January 28

What was advertised in a colonial American newspaper 250 years ago today?

South-Carolina Gazette and Country Journal (January 28, 1772).

“Those who are animated by the Wish of seeing Native Fabrications flourish in AMERICA.”

Robert Bell worked to create an American literary marketplace in the second half of the eighteenth century.  The flamboyant bookseller, publisher, and auctioneer commenced his efforts before the American Revolution, sponsoring the publication of American editions of popular titles that other booksellers imported.  His strategy included extensive advertising campaigns in newspapers published throughout the colonies.  He established a network of local agents, many of them printers, who inserted subscription notices in newspapers, accepted advance orders, and sold the books after they went to press.

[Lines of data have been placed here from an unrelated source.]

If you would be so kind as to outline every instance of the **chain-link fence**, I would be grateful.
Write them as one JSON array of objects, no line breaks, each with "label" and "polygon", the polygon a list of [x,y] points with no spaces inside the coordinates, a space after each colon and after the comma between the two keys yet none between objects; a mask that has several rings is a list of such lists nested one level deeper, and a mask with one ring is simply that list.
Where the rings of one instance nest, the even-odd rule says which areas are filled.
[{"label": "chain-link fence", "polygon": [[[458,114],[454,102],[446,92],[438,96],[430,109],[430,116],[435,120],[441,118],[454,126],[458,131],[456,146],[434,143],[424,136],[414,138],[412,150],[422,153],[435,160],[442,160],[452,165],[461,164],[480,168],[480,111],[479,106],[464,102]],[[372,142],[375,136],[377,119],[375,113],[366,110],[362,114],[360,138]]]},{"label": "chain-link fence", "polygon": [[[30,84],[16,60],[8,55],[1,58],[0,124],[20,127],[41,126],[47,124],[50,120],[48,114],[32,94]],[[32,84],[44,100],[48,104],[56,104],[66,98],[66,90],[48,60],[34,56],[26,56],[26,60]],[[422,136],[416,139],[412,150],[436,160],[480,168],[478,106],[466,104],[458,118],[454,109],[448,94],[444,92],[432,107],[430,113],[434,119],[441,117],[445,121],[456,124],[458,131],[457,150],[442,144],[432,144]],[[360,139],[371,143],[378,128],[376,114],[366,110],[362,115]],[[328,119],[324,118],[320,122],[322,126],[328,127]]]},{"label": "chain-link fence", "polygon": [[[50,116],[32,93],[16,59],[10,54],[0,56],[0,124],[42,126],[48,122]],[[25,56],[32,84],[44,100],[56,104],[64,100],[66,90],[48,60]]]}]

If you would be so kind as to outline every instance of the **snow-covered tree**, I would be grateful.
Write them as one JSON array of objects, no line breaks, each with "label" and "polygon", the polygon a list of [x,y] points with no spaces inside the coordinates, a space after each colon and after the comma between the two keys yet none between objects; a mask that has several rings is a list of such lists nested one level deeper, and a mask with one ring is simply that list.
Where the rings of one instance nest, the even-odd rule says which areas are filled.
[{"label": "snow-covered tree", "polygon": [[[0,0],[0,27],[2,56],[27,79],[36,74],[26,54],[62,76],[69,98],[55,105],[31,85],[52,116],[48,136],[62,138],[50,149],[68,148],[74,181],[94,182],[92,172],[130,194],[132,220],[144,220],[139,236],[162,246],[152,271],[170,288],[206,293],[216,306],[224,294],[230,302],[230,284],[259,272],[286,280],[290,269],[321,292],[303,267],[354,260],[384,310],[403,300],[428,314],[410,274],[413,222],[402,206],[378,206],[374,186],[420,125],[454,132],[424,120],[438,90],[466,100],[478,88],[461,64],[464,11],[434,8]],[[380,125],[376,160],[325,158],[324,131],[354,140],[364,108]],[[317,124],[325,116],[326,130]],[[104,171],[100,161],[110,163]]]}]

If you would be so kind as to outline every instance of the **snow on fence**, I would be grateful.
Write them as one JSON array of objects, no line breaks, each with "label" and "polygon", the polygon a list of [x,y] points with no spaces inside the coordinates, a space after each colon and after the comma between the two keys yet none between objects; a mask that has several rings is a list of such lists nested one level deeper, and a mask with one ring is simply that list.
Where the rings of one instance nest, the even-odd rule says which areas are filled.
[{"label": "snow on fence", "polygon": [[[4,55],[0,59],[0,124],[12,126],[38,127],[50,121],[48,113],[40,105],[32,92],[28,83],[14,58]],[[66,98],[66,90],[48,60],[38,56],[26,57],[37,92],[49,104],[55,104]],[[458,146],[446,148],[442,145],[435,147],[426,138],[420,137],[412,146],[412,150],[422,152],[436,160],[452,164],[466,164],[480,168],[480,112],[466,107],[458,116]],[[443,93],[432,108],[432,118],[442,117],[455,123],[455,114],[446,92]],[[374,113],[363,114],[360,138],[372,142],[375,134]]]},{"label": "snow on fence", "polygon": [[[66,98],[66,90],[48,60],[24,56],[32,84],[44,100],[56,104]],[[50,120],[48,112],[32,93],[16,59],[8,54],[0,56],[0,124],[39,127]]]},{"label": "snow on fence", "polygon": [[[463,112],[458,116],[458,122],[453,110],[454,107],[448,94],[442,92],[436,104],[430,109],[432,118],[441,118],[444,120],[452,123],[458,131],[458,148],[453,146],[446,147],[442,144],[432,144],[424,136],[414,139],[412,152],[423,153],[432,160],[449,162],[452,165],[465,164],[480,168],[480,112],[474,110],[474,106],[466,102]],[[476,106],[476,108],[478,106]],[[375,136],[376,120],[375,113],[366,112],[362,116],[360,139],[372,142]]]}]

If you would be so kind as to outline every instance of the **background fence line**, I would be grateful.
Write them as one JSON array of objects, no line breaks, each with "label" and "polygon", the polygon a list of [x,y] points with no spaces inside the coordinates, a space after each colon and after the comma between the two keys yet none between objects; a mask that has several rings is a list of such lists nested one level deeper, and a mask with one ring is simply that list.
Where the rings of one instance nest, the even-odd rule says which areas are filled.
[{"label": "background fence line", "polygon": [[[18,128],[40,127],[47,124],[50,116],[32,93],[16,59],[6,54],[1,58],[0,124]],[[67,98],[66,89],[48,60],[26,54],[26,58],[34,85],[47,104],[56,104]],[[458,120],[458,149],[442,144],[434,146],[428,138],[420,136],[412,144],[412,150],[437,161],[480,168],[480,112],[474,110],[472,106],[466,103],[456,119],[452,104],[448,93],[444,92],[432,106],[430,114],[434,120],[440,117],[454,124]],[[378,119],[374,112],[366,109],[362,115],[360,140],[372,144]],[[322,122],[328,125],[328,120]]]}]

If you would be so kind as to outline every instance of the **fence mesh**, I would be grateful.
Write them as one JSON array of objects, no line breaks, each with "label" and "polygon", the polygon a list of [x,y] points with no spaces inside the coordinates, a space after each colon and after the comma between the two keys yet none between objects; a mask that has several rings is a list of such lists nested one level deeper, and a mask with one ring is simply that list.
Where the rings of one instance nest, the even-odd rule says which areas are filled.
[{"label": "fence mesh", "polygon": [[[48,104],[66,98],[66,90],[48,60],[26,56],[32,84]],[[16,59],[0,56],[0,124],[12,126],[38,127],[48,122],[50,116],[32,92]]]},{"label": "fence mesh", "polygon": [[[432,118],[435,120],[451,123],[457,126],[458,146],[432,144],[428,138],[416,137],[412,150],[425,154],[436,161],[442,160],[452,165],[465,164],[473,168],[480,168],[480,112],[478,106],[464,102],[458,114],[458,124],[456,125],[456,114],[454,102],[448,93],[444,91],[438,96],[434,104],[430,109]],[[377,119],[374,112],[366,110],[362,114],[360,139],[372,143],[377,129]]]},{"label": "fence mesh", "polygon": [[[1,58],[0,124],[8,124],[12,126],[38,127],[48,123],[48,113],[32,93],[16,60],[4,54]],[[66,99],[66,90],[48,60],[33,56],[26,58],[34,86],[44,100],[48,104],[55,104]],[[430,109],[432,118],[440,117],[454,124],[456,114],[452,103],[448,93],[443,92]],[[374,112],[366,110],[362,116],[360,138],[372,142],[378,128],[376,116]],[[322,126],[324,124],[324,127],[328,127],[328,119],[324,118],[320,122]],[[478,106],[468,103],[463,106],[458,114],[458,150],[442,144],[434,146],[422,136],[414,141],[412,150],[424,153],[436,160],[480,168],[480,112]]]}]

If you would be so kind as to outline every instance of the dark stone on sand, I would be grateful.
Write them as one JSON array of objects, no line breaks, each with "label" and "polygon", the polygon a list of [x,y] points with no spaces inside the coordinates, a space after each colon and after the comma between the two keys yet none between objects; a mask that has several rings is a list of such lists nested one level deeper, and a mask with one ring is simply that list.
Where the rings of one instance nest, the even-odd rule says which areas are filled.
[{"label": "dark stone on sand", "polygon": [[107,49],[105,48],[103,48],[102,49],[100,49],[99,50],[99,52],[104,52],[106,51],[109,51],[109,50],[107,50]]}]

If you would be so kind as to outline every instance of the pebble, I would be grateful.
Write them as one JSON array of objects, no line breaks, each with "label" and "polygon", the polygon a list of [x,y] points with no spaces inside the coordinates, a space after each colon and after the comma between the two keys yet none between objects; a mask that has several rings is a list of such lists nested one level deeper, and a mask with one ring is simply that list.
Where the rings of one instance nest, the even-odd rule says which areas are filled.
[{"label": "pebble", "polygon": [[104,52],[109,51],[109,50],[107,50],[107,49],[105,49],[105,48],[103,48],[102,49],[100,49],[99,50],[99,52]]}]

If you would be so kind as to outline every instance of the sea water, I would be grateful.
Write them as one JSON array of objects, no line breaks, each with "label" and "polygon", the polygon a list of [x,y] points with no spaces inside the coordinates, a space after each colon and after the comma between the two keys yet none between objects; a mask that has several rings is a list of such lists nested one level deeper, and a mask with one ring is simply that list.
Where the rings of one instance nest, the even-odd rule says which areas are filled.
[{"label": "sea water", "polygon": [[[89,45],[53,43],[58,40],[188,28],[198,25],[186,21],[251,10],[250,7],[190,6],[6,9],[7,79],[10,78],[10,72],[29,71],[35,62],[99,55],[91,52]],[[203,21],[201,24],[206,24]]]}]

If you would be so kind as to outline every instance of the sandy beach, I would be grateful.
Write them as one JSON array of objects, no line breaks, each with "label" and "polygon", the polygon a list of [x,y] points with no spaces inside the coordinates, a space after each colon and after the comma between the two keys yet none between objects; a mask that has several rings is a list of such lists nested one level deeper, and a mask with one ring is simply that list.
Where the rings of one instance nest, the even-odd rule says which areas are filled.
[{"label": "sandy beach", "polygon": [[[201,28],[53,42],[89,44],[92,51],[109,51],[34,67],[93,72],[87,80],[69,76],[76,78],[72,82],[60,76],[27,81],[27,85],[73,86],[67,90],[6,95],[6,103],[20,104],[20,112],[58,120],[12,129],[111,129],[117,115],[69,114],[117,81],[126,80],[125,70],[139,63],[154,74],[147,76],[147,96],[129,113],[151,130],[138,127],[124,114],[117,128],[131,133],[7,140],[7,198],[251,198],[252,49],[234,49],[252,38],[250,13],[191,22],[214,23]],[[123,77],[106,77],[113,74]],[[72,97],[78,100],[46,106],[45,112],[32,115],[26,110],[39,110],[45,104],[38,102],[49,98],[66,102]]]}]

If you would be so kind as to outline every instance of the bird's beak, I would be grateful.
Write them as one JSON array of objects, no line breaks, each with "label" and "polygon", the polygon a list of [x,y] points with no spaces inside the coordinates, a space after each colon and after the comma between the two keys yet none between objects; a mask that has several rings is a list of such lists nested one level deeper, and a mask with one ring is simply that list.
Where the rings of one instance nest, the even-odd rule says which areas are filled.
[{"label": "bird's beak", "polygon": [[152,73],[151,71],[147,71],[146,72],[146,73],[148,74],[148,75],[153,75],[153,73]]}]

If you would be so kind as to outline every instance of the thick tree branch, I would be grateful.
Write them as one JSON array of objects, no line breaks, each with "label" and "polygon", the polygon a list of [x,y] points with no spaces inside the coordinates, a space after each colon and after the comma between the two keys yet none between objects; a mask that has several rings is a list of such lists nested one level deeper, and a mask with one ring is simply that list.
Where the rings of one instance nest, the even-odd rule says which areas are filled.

Those subscription notices often featured identical copy from newspaper to newspaper.  For instance, Bell attempted to drum up interest in William Blackstone’s Commentaries on the Laws of England in 1772.  Advertisements that appeared in the Providence Gazette, the South-Carolina Gazette and Country Journal, and other newspapers all included a headline that proclaimed, “LITERATURE.”  Bell and his agents tailored the advertisements for local audiences, addressing the “Gentlemen of Rhode-Island” in the Providence Gazette and the “Gentlemen of SOUTH-CAROLINA” in the South-Carolina Gazette and Country Journal.  In each instance, though, they encouraged prospective subscribers to think of themselves as a much larger community of readers by extending the salutation to include “all of those who are animated by the Wish of seeing Native Fabrications flourish in AMERICA.”

Bell aimed to cultivate a community of American consumers, readers, and supporters of goods produced in the colonies, offering colonizers American editions of Blackstone’s Commentaries and other works “Printed on American Paper.”  Given the rate that printers reprinted items from one newspaper to another, readers already participated in communities of readers that extended from New England to Georgia, but Bell’s advertisements extended the experience beyond the news and into the advertisements.  He invited colonizers to further codify a unified community of geographically-dispersed readers and consumers who shared common interests when it came to both “LITERATURE” and “the Advancement” of domestic manufactures.  To do so, they needed to purchase his publications.